Hennepin County Medical Center and the University of Minnesota are launching what’s billed as the nation’s largest study of concussions and traumatic brain injuries, combining discoveries in brain imaging, blood analysis and eye tests to find a more accurate way to detect the injuries’ severity and long-term ramifications.
The two Minnesota institutions are joining with Chicago-based Abbott, a pharmaceutical and device manufacturer, which has studied whether “biomarkers” in blood show up after people suffer head injuries.
The study, announced Wednesday, will involve screening 9,000 trauma patients at HCMC and enrolling at least 1,000 of them for testing and follow-up evaluations one year later.
Patients will range from those suffering mild concussions who never lose consciousness to people in comas to those whose injuries resulted in no head trauma at all.
The goal is to eliminate vague descriptions for head injuries — such as “mild, moderate or severe” concussions — and to create a sophisticated testing protocol that could pinpoint an injury’s underlying causes and the precise treatments needed, said Dr. Uzma Samadani, a study leader and neurosurgeon at HCMC.
“ ‘Mild, moderate or severe’ doesn’t tell you anything about what’s actually wrong or how you treat it or how the patient is going to do,” she said.
Roughly 2.2 million Americans seek emergency department care each year for traumatic brain injuries, or TBIs, according to the U.S. Centers for Disease Control and Prevention. But Samadani said a substantial number of trauma patients have head injuries that go undetected, perhaps because they suffered blows to other parts of the body that didn’t initially present risks to their brains. Then later they report headaches or seizures.
“They don’t even necessarily attach it to the day they were injured because … they broke their leg and they hit their head and they got so focused on fixing their broken leg that they didn’t think about the component of brain injury,” she said.
She also noted that a certain percentage of head trauma is simply missed by conventional imaging tools, and said the study aims to clarify that.
Samadani’s prior research found that tracking eye movements with a camera could detect brain injuries that aren’t visible through imaging with CT scans.
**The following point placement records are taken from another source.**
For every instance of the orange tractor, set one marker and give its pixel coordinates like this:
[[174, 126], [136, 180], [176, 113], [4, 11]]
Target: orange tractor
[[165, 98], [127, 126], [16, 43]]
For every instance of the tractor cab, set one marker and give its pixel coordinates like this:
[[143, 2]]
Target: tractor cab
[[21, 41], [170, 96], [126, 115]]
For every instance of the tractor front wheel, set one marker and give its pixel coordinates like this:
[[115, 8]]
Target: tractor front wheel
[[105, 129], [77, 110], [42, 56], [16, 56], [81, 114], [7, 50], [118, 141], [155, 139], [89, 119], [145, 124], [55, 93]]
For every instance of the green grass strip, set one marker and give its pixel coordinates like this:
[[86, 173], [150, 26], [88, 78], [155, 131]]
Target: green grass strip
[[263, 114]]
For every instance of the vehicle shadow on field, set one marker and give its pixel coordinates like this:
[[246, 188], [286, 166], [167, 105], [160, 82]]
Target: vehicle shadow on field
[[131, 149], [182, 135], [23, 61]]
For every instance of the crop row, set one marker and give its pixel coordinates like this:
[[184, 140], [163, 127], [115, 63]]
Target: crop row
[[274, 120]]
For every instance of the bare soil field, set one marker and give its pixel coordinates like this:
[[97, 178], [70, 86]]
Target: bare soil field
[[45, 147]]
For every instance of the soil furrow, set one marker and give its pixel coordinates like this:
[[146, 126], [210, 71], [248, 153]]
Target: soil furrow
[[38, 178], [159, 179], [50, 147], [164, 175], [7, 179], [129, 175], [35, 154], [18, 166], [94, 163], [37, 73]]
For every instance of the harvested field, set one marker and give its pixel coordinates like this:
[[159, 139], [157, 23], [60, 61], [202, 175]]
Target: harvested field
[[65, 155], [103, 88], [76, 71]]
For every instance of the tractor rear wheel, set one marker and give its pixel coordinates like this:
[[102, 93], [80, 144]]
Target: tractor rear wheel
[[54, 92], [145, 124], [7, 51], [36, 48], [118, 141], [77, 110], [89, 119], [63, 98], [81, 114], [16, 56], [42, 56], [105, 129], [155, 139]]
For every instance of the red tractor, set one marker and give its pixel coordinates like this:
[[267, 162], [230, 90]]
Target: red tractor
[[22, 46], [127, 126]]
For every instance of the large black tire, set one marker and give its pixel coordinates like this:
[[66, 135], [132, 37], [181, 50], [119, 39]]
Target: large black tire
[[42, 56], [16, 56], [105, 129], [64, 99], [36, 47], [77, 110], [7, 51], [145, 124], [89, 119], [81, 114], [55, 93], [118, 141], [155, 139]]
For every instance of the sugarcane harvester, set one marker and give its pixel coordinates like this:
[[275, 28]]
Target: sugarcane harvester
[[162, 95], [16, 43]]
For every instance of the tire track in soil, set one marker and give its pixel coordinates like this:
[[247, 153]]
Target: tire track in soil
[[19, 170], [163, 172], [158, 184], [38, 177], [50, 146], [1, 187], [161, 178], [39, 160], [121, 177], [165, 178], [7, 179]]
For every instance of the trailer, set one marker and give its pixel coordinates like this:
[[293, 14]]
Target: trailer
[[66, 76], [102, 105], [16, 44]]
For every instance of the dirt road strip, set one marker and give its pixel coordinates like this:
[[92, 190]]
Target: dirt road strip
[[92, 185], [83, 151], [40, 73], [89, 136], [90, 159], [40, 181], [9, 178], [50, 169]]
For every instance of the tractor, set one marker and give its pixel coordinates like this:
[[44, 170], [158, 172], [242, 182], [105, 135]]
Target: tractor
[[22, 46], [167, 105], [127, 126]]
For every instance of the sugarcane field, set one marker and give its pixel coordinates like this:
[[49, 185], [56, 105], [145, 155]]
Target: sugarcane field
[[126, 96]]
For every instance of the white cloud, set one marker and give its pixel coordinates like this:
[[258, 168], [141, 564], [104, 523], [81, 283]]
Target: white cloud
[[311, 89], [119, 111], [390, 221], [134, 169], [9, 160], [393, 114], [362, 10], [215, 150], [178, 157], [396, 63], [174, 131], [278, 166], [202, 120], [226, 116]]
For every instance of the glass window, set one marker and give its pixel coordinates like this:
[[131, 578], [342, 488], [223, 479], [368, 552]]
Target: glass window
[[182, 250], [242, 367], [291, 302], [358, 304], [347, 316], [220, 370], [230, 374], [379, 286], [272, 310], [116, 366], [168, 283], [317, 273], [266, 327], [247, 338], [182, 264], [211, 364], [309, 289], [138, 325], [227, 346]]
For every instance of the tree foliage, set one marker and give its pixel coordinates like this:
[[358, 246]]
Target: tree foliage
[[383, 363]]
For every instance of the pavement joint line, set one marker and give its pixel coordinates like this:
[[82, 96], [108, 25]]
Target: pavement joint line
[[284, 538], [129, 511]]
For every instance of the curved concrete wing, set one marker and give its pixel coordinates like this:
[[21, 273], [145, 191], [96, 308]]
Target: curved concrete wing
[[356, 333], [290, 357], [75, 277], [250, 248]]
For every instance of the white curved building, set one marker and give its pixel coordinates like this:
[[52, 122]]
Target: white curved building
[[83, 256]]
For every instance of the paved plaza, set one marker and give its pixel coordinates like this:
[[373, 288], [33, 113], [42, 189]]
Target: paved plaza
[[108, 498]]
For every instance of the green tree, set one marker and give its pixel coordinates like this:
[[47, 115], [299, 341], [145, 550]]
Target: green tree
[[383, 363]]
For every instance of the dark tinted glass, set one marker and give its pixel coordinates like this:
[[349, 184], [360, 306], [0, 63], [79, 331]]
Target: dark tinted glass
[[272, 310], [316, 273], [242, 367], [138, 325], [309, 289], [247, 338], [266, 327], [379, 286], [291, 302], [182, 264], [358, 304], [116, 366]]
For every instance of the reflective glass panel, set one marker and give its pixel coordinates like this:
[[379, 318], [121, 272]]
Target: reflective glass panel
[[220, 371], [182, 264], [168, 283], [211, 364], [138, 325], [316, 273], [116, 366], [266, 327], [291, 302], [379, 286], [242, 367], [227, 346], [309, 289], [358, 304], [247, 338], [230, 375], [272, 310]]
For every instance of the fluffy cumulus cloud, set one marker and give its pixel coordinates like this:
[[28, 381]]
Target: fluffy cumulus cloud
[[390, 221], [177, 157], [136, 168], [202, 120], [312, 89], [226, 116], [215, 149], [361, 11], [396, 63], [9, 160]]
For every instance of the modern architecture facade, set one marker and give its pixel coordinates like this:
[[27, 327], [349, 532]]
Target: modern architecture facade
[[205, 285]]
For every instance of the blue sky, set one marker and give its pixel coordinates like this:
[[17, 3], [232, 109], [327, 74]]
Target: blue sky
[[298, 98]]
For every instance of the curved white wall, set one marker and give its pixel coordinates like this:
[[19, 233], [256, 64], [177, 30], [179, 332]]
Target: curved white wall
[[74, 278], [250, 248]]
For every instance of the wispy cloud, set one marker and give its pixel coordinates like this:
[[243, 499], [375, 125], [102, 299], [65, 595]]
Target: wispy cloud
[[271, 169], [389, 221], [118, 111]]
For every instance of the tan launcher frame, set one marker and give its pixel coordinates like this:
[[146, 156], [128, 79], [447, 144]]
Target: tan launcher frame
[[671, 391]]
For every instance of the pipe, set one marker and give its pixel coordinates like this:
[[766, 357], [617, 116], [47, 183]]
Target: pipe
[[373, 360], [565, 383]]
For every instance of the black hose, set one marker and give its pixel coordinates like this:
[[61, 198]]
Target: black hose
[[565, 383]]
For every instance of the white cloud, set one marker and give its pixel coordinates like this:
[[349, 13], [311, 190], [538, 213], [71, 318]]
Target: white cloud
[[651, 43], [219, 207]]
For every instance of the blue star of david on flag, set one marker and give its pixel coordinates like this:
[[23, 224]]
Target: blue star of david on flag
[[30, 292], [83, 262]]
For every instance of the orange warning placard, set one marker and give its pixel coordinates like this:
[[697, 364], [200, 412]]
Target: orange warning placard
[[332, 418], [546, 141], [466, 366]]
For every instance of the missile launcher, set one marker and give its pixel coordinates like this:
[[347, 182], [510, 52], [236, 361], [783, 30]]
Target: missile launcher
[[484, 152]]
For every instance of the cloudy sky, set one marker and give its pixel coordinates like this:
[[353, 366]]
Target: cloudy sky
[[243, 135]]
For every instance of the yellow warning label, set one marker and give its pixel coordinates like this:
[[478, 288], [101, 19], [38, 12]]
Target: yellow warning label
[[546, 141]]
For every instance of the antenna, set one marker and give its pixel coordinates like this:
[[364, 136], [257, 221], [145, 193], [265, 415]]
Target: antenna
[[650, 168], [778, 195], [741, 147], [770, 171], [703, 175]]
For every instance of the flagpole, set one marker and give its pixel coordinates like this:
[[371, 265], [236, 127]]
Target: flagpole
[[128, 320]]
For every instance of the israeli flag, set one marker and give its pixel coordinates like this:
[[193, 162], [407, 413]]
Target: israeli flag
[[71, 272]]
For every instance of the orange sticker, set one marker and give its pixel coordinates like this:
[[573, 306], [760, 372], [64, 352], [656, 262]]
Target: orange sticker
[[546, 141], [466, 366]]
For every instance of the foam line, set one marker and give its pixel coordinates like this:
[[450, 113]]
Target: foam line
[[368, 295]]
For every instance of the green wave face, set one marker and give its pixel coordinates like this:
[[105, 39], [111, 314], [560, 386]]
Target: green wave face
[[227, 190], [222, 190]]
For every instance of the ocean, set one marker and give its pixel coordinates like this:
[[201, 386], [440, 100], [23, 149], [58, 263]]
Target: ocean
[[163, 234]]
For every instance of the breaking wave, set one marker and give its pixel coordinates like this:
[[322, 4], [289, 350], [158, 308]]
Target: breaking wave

The study will include MRI scans not typically performed on brain injury patients to search for bleeding or other damage that often goes undetected. Patients also would receive blood tests with Abbott’s experimental handheld device, I-STAT, which is designed to produce instant results at the bedside. The device searches for proteins associated with brain injury.
“When we put all of this information together, we will have a better understanding about brain injury that will help us treat patients now and in the future,” said Dr. Thomas Bergman, HCMC’s chief of neurosurgery.
Other U.S. studies are examining methods of concussion detection, including the TRACK-TBI study that is enrolling 3,000 patients at 13 centers nationwide. However, HCMC’s study is the largest at a single site.
Screening starts soon
The eye, blood and imaging tests are not yet approved as clinical tests for brain injuries by the U.S. Food and Drug Administration. Nor are they the only ways to identify the depth of brain injuries. Studies also have found that scanning the brain’s electrical activity and monitoring changes in brain fluid can help identify brain injuries.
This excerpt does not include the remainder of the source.